Nous sommes le 14 juin 1846. Martin Lebert, garçon domestique chez Morin, aubergiste à Ecure, part de chez lui, au haut de Veuves pour aller à son travail. Alors qu’il arrive à l’extrêmité de la grève d’Ecure, il aperçoit plusieurs jeunes garçons qui se baignent dans la Loire. Il fait beau, un temps de juin.
A quelque pas d’eux, il en aperçoit trois. Au premier coup d’oeil, ils semblent tournoyer. Martin comprends très vite qu’ils sont en train de se noyer. Il ne sait pas nager, pourtant, il se jette à l’eau, tout habillé. Ils sont pourtant près du bord, mais l’eau fait deux mètres de profondeur à cet endroit. ll parvient à les rejoindre et les trois petits s’agrippent à lui, menaçant de l’entraîner avec eux. Deux des enfants le lâchent à ce moment-là. Le troisième, Léopold Lombard, douze ans, réussit à s’accrocher à sa blouse et il le ramène jusqu’à la rive.

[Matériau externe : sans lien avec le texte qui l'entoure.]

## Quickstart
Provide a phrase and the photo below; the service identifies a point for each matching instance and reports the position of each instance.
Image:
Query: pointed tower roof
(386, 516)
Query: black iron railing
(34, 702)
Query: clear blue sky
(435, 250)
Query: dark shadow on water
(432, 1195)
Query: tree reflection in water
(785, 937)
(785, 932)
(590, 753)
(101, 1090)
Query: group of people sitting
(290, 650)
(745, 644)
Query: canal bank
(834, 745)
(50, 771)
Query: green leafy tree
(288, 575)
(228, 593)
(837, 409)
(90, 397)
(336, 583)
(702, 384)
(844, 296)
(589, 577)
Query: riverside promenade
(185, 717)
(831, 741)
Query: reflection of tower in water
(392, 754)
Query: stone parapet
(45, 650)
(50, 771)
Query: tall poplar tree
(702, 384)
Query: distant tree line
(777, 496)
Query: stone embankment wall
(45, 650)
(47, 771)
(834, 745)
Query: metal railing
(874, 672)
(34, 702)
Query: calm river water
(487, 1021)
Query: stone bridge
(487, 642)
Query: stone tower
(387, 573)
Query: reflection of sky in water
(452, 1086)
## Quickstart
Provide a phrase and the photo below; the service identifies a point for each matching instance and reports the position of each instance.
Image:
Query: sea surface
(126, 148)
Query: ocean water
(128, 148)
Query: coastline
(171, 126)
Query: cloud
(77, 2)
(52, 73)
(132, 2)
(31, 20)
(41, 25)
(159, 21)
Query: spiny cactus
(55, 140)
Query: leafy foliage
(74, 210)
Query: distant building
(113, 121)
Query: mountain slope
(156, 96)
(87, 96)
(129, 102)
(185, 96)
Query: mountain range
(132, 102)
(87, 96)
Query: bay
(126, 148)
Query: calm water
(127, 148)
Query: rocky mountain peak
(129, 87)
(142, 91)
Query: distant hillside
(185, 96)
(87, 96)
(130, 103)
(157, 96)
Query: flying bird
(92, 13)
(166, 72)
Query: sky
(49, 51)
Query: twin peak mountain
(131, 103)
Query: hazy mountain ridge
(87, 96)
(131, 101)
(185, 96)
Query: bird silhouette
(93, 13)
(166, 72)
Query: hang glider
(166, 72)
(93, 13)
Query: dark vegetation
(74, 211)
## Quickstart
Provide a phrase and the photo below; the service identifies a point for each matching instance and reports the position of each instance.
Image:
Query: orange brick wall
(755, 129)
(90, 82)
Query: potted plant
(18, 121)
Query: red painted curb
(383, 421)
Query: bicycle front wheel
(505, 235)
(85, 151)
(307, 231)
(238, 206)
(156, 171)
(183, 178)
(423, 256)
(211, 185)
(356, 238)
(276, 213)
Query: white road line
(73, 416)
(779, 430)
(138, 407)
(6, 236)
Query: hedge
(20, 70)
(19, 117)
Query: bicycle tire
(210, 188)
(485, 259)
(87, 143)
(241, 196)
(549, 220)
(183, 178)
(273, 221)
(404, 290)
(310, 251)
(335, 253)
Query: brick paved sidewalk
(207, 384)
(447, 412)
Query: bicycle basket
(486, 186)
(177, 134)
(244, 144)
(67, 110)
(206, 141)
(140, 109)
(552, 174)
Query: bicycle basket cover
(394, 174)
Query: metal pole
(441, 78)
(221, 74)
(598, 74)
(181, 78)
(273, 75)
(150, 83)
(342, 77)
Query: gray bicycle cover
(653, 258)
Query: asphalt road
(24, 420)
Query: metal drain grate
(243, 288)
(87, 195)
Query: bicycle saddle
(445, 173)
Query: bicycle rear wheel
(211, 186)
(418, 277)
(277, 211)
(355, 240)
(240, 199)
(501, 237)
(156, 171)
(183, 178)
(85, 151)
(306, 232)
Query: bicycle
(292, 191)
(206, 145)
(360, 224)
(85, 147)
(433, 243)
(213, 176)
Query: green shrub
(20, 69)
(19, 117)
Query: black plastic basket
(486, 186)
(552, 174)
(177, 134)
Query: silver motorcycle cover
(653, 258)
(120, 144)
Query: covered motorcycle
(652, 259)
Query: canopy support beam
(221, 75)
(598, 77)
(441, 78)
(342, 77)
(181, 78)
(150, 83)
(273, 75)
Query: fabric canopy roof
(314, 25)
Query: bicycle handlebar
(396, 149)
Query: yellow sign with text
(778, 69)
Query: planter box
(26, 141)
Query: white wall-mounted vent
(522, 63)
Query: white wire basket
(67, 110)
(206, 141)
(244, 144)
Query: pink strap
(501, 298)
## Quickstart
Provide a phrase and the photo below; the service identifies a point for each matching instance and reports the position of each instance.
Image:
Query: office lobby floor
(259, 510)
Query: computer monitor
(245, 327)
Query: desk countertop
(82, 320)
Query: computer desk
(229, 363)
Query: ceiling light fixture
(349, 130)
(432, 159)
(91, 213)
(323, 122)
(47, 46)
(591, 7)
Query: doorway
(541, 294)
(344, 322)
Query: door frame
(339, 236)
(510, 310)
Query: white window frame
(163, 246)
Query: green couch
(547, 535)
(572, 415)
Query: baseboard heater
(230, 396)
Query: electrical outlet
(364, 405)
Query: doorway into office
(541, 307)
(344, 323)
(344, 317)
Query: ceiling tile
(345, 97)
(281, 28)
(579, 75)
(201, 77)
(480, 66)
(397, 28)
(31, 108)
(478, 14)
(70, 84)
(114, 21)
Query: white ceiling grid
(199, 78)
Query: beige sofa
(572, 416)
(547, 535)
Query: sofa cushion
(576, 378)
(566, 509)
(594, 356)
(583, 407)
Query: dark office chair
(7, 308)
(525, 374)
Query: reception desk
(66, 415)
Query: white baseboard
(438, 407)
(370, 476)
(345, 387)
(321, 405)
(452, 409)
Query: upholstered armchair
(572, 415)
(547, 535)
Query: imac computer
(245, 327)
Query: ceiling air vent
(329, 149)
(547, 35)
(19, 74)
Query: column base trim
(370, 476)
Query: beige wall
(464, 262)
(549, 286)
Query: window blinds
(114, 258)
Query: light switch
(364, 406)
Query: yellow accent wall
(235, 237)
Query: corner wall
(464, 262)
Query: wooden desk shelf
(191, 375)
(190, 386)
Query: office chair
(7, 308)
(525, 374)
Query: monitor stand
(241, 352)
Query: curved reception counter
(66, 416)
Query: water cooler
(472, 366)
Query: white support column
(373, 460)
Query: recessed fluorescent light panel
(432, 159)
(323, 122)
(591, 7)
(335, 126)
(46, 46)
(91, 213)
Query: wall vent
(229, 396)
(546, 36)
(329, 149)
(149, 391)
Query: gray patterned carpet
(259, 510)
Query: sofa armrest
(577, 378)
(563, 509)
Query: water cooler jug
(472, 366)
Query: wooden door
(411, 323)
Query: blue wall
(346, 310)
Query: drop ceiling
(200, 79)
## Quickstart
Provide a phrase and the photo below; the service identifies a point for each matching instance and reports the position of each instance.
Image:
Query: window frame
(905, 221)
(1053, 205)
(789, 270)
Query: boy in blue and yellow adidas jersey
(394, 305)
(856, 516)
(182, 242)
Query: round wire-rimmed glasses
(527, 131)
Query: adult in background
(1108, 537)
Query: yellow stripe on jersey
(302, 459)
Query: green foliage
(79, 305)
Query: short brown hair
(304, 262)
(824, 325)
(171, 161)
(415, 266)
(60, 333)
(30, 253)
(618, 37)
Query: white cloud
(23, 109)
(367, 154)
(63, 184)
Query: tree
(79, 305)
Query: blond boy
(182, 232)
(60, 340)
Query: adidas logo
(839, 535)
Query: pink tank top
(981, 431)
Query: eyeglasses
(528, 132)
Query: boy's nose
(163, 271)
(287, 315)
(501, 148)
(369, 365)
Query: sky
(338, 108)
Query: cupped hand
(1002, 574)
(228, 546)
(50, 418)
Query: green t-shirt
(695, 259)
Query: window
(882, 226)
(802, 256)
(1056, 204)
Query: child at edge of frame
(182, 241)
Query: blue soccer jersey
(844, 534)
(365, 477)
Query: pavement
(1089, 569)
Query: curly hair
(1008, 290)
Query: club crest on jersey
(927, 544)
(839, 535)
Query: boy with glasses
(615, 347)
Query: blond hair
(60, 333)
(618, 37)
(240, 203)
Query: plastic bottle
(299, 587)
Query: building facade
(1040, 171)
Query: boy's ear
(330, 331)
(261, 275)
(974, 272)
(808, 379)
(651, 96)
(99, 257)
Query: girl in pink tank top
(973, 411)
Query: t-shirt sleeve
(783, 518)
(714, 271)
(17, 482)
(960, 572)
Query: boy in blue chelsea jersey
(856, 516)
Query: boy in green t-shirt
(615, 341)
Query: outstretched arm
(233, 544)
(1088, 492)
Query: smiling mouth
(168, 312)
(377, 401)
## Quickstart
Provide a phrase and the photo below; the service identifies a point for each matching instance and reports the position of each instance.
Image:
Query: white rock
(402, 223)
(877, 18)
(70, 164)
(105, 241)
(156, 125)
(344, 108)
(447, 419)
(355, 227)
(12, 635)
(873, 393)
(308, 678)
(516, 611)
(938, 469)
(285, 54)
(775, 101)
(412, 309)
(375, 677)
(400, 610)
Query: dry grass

Les cris et les appels à l’aide de Martin ont alerté Alexandre Poupan, trente-cinq ans, natif de Laval en Mayenne et tisserand à Onzain. Ce dernier est en train de pêcher à la ligne, à une centaine de mètres de là. Il se précipite dans la direction des cris tout en ôtant ses vêtements et arrive au moment où Martin sort le premier enfant de l’eau. Le courant entraîne les deux autres enfants vers le milieu du fleuve et ils disparaissent sous l’eau.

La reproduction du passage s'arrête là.